Being the gateway to the other letters and to literacy, “A” has rich symbolic value. Grouped with “B” and “C,” or even standing all alone, it can represent the whole alphabet and the learning of it. When that trio is written on a blackboard, there’s no having to guess what the kids are learning. The “A” and its Greek cousin alpha are also shorthand for excellence and achievement. You get an “A” or “A+” for good work in school, an A-1 vessel is an well built boat of the highest class and many social animals, from dogs to humans, follow the lead of the alpha male.

Built Like an Ox

The “A” appears in some of the earliest known transcriptions of the ancient Canaanite or Semitic (no one is sure which came first) alphabet from which most modern alphabets descend, written on limestone tablets in central Egypt around 1800 BC. Like the rest of the letters in this alphabet, “A” is descended from an Egyptian glyph and started out as a picture of an ox’s head. Over time, the ox head was simplified (drawn like a “V” with a crossbar to make a snout, ears and horns) and rotated to get to what we have today, with the horns acting as the letter’s legs.

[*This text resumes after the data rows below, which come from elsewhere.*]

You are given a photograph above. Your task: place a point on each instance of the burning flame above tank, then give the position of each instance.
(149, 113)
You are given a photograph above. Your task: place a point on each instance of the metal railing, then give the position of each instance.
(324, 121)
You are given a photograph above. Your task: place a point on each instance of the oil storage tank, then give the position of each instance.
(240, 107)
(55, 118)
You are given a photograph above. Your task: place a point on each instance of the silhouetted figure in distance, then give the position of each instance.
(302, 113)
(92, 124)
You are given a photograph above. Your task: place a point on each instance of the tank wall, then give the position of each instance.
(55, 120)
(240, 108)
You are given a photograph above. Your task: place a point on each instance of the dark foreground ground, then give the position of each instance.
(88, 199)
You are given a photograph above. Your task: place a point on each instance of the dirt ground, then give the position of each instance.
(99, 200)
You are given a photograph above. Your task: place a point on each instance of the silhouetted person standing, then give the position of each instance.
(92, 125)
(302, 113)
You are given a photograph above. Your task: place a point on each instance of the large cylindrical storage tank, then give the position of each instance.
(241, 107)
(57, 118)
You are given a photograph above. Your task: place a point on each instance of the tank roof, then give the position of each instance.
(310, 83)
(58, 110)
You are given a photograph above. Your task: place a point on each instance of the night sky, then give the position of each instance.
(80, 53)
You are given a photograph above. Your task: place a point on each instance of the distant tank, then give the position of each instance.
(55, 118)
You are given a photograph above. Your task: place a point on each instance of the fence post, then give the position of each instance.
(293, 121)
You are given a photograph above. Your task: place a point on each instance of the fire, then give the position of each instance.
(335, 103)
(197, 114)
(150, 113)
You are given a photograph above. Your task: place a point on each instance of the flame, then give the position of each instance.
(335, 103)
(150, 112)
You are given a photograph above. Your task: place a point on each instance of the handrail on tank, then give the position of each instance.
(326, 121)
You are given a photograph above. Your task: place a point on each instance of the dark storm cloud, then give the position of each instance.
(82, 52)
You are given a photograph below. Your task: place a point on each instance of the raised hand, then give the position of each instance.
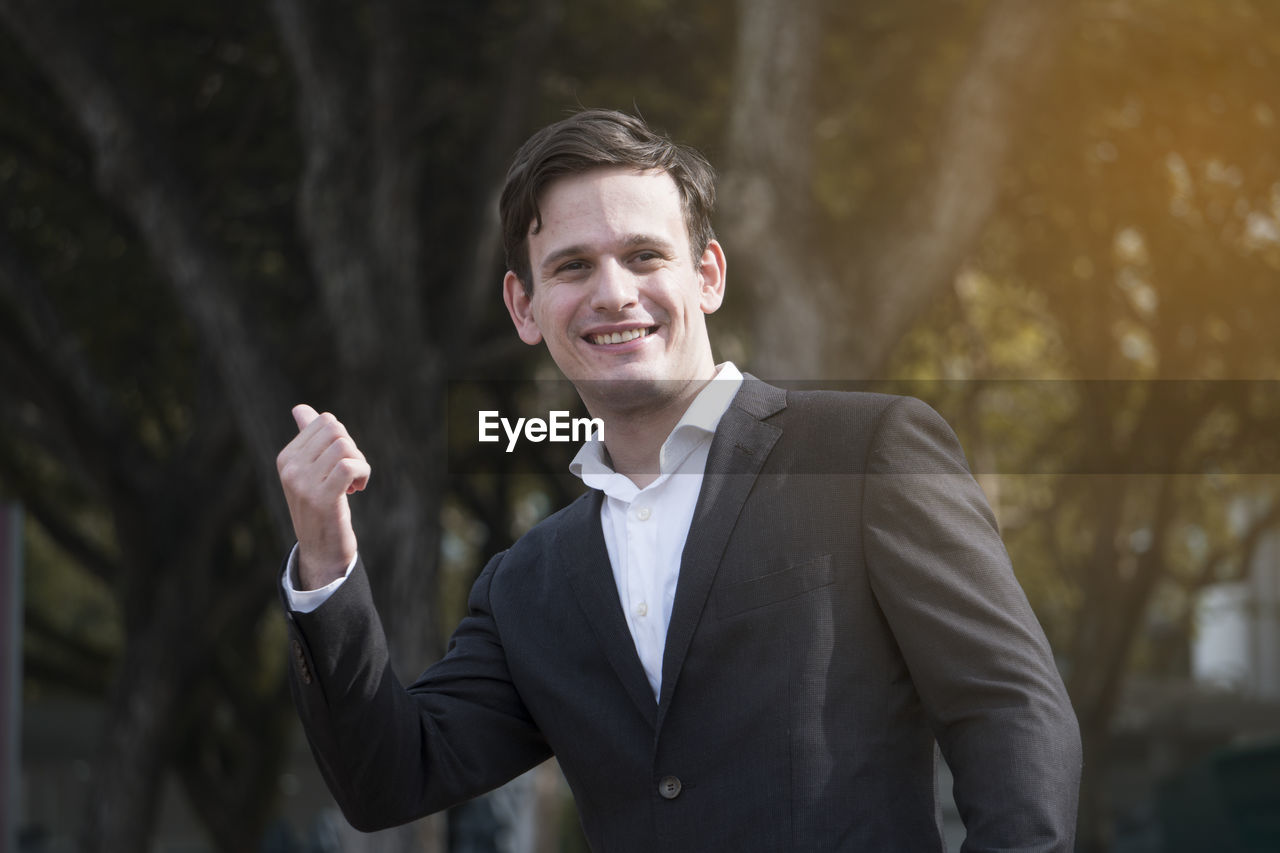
(318, 470)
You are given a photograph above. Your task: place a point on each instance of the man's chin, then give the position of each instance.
(630, 393)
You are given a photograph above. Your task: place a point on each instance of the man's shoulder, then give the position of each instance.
(542, 537)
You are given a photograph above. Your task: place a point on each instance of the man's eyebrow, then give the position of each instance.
(630, 241)
(561, 254)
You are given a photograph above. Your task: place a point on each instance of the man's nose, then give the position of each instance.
(615, 287)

The Phoenicians ruled a small empire of maritime city-states and colonies around the Mediterranean and were the first people to extensively use the alphabet as it emerged Egypt. In the Phoenician alphabet, the ancient “A”—called the aleph—didn’t represent a vowel. It was, instead, a symbol for one of several “breath sounds” they used, and represented the sound of what linguist call a glottal stop, a catch in the throat from which a following letter pushes off. Sounds like this were common in the ancient Semitic languages, but are rare today. You can still find examples here and there, though, most notably in the way that people with Cockney accents swallow their T’s in glottal stops to turn “bottle” into “bah-owe.”

When the Greeks adopted the Phoenician alphabet, it wasn’t very well suited to the sounds of their language. The breathing sounds weren’t needed at all, so the Greeks instead employed those letters to represent their vowel sounds. They changed the shape of the aleph, too. When they borrowed the letter and dubbed it alpha, the ox-like (though rotated, so it also sort of looked like a “K”) Phoenician symbol didn’t have much meaning to them, so they rotated the letter some more. The horns became legs. At one point, one of the legs got lopped off, but was eventually reattached.

Today, the sound of the “A” varies among the different languages that use it, and sometimes even within the same language. In English alone, “A” stands in for twelve separate vowel sounds. The sound it makes in “pa” or “ma”—what linguists call the low, back vowel sound—is thought to have been its pronunciation in ancient Etruscan.